Nel 1992 Valerio Festi e Monica Maimone mi
chiamano a scrivere i testi per i loro "castelli trentini", una intensa
rassegna estiva di atti spettacolari incastonati nell'architettura di antichi
castelli e nei paesaggi circostanti. I loro spettacoli sono oltre la frontiera
del teatro: son et lumiere, acrobati, figuranti, insiemi orchestrali e
coristici, stuntman, fuochi artificiali, effetti di luci, e attori. Il
pubblico, numerosissimo, è composto da anziani turisti, famiglie,
abitanti dei paesi vicini che tornano ogni anno per sentire narrare ancora
la cupa storia del posto.
I testi di cui hanno bisogno son da tessere
sulla topografia di sale e cortili, incrociata con un viavai di gruppi
di spettatori, secondo schemi spesso intricatissimi, governati da inflessibili
guide recitanti. E tutto questo è ancora da intrecciare con le esigenze
di una regia d'effetti (il momento dei fuochi, delle fontane, dei voli
d'uccelli, etc.), e con la falsariga di fiabe gotiche, più o meno
radicate nel posto.
Insomma, si chiede l'opera sfacciata e felice
di un librettista. I testi che sono rimasti da quelle fatiche son cinque:
espressi in linguaggi aulici e cialtroni, colorati e incoscienti e armoniosi.

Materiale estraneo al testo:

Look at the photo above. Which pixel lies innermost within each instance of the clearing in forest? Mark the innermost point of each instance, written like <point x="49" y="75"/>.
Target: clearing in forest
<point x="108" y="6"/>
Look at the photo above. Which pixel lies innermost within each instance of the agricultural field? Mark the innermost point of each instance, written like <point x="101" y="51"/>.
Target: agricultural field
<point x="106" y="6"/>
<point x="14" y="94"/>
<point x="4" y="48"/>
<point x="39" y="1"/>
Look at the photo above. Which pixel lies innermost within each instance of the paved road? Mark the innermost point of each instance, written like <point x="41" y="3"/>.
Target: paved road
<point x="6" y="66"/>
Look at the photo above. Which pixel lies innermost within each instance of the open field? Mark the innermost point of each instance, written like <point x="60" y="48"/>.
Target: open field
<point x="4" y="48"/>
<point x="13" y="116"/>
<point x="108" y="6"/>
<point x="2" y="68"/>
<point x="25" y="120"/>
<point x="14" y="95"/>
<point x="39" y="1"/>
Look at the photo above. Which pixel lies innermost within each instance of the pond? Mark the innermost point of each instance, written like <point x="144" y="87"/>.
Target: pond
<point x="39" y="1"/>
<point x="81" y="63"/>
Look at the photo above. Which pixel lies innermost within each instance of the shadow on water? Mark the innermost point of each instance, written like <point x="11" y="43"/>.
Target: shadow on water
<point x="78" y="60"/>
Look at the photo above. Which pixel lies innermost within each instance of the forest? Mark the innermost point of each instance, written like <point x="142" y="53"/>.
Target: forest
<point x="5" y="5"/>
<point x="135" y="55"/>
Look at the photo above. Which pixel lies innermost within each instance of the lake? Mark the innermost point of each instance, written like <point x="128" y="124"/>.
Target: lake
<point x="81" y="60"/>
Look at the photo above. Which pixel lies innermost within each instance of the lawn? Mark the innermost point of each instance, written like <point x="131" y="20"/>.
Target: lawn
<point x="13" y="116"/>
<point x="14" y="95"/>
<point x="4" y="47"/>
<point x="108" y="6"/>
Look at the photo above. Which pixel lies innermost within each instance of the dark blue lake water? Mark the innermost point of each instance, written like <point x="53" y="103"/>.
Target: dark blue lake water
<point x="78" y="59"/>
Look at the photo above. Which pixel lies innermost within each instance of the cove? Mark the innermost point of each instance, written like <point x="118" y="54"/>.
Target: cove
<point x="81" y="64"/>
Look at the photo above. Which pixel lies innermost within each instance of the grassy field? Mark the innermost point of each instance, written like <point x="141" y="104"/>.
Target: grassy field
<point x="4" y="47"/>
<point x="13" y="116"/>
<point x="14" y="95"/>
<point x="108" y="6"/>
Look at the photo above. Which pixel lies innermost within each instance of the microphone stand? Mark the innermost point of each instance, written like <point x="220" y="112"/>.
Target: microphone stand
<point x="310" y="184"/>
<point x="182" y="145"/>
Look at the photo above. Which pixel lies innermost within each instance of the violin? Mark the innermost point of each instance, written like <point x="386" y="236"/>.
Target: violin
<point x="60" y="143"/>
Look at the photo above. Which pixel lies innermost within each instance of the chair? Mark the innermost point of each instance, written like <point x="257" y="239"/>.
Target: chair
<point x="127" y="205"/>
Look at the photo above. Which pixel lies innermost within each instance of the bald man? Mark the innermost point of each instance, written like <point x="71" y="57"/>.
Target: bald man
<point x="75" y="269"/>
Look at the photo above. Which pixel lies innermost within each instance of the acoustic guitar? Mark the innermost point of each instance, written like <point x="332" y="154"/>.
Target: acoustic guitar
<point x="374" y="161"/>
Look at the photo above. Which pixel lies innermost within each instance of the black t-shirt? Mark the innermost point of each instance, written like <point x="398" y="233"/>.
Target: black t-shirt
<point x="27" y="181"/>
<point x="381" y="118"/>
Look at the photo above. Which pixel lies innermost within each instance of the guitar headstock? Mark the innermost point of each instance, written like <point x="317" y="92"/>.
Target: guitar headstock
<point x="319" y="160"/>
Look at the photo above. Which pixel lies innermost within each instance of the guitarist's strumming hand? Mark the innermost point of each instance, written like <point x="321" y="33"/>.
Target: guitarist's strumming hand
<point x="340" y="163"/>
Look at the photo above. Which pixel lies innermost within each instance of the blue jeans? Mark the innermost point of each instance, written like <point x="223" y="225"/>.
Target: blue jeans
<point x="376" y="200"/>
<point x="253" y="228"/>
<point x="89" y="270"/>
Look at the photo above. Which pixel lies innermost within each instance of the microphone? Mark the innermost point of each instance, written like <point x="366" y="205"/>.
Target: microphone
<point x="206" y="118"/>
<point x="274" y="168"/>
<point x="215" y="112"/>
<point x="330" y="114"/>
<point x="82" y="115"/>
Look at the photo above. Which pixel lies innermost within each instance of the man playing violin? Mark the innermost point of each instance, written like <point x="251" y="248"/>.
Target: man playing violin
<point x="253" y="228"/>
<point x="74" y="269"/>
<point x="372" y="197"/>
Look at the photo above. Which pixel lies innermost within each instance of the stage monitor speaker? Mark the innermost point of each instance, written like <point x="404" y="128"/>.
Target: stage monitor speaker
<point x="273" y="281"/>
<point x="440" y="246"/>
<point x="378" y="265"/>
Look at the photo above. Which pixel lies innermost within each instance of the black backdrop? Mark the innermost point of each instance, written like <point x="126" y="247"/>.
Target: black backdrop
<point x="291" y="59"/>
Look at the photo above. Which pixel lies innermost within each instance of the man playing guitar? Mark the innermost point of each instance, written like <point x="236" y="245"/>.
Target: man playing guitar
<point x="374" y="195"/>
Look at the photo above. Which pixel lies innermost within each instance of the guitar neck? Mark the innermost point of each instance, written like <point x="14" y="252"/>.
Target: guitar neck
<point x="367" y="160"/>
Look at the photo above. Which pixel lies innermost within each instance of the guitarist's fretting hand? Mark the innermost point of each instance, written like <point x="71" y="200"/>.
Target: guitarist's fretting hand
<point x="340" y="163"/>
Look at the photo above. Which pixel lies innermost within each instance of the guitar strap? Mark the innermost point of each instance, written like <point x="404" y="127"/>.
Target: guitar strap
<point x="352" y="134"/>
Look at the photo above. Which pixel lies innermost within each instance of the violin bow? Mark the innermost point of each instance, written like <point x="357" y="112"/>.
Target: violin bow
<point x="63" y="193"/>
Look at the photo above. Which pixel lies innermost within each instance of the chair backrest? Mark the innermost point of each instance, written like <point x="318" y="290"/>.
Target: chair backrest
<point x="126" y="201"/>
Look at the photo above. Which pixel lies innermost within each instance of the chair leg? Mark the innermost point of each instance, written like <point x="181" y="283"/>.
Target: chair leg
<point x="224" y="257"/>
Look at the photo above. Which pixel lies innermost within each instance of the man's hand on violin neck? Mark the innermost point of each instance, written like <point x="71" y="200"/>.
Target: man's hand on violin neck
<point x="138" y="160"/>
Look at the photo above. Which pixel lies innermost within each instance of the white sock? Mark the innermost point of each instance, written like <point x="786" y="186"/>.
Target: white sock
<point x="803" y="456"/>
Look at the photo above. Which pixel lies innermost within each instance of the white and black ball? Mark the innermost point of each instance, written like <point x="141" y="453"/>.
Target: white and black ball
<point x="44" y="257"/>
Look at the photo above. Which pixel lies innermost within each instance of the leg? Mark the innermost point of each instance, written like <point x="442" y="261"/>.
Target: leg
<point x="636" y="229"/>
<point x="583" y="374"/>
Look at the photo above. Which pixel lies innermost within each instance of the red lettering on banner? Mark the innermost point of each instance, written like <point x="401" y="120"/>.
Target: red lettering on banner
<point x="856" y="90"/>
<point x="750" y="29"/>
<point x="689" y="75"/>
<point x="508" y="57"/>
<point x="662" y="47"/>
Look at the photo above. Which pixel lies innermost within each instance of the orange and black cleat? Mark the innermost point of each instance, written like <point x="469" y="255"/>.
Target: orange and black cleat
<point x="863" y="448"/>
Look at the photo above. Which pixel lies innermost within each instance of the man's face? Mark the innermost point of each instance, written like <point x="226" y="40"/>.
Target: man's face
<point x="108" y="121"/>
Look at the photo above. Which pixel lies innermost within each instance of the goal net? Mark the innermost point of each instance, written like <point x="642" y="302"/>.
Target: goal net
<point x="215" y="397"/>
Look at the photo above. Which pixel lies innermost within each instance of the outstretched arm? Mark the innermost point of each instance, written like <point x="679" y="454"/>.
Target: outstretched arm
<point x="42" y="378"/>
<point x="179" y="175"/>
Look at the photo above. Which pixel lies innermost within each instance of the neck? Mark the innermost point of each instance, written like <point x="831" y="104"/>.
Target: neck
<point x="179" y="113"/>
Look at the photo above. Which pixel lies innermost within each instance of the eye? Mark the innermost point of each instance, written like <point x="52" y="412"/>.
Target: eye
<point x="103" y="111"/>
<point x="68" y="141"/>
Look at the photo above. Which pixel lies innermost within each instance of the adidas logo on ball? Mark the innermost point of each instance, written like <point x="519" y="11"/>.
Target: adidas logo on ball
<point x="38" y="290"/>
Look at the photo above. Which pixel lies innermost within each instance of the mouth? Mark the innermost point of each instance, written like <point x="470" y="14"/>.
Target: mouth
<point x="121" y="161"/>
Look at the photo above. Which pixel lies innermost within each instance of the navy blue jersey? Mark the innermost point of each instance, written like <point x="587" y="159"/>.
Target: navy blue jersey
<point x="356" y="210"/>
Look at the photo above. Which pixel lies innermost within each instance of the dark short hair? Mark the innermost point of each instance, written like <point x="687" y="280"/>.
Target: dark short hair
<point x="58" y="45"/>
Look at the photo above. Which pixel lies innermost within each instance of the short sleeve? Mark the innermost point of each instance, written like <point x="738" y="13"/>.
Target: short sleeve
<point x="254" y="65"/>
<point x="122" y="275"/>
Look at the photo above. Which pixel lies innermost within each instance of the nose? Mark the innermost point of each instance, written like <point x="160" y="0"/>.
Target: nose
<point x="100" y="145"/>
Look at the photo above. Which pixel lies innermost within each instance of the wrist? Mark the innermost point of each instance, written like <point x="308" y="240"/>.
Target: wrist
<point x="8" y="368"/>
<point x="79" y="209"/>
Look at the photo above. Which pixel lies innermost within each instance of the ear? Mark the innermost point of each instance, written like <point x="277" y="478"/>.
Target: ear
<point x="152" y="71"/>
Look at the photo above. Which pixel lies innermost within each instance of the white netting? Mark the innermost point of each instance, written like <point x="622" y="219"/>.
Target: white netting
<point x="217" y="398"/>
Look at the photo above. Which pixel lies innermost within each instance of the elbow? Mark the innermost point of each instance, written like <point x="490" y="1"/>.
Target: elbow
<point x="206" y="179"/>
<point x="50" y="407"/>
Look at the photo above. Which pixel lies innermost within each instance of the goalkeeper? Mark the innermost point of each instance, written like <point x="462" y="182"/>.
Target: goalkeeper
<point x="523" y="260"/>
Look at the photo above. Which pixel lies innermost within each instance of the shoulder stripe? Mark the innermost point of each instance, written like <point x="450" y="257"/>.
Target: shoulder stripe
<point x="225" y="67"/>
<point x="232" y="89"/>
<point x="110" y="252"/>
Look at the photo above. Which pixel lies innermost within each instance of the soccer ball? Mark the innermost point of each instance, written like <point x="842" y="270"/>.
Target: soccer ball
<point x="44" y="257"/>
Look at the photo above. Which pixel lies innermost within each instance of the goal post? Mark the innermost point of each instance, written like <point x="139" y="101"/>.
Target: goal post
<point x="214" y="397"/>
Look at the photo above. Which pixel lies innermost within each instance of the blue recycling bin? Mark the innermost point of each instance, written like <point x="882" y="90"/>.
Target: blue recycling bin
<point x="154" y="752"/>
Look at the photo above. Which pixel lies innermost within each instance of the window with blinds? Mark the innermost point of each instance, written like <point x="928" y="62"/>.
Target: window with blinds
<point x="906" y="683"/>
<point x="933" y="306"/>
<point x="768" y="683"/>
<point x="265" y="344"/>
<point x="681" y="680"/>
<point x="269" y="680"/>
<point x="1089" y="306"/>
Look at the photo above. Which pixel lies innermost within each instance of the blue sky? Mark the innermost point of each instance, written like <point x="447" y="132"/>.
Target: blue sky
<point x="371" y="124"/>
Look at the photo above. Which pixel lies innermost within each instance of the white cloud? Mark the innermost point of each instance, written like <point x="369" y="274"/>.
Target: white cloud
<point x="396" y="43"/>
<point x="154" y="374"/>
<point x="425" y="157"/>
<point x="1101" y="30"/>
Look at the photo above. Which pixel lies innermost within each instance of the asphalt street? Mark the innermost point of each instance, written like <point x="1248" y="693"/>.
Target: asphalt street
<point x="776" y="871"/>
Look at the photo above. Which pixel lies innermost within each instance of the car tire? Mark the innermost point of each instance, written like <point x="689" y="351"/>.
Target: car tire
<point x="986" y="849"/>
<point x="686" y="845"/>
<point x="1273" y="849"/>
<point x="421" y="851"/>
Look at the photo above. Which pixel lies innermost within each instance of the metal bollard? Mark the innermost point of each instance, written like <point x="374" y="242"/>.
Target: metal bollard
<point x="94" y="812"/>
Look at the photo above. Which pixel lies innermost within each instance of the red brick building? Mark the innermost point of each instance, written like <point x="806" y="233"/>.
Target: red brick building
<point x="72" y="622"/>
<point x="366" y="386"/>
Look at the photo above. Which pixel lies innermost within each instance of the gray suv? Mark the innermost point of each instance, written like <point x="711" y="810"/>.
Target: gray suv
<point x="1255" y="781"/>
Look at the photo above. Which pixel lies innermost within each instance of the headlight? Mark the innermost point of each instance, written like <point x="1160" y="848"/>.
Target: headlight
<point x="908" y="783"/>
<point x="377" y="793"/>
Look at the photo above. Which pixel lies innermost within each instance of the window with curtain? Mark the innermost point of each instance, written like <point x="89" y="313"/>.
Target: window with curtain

Per amore di completezza, e per curiosità, li riporto.
Castelpietra, agosto 1992 Il primo dei testi è stato ereditato da
una versione precedente, di cui doveva rispettare i personaggi: i tre cavalieri
(Giovanni di Carinzia, Federico di Sporo e Volkmar di Stall), presenze
storiche del luogo che torneranno in tre testi su cinque; e le bellissime
Guane, Smare e altre creature magiche di quei monti, che brulicavano la
selva intorno alle rovine della Pietra. Il risultato è una fiaba
dolce e forte di cavalieri, draghi e magie da una parte, e condottieri
pragmatici dall'altra, araldi di un nuovo pensare, che scacciano davanti
a se', e per sempre, quelle lamie. Salverei la figura di Volkmar di Stall,
cavaliere muto e mistico, che porta legata alle spalle anche in battaglia
la donna che ha salvato dal drago, e che ora gli è voce. E salverei
le squillanti ottave di presentazione dei tre cavalieri, scritte in tono
ariostesco: esercizi di stile e tecnica per cui nutro un orgoglio da artigiano.
Castel Stenico, agosto 1992 Questo forse, non sono il solo a dirlo, è
il testo più bello dei cinque. Nasce a sua volta da una macchina
intricata di gruppi di pubblico, guide, tappe e percorsi, che non cercherò
qui di districare. Ricordo un'insensata variazione del quattro: quattro
attrici interpretavano lo stesso personaggio della Tilde, la Governante-Guida,
e conducevano quattro gruppi di pubblico - per intricati percorsi attraverso
il castello - a visitare quattro personaggi paralizzati nei loro stessi
racconti, e nell'attesa del ritorno dell'eroe. Ma diaboliche rotazioni,
che non ricordo, costringevano le guide ad affrontare i quattro reclusi
in ordini diversi, e me a scrivere quattro testi, uno per ogni guida, strutturati
su varianti di blocchi che consentivano al senso di "tornare". E contro
ogni sensata aspettativa, a furia di esortazioni delle guide e musiche
d'instradamento e corse di messaggeri e walkie-talkie, ogni sera l'abnorme
ingranaggio girava. Lo spettacolo ha lasciato negli esecutori un bel ricordo,
e a me un testo che meriterà prima o poi altra vita. Qui riporto
solo una delle quattro varianti: la Prima Guida.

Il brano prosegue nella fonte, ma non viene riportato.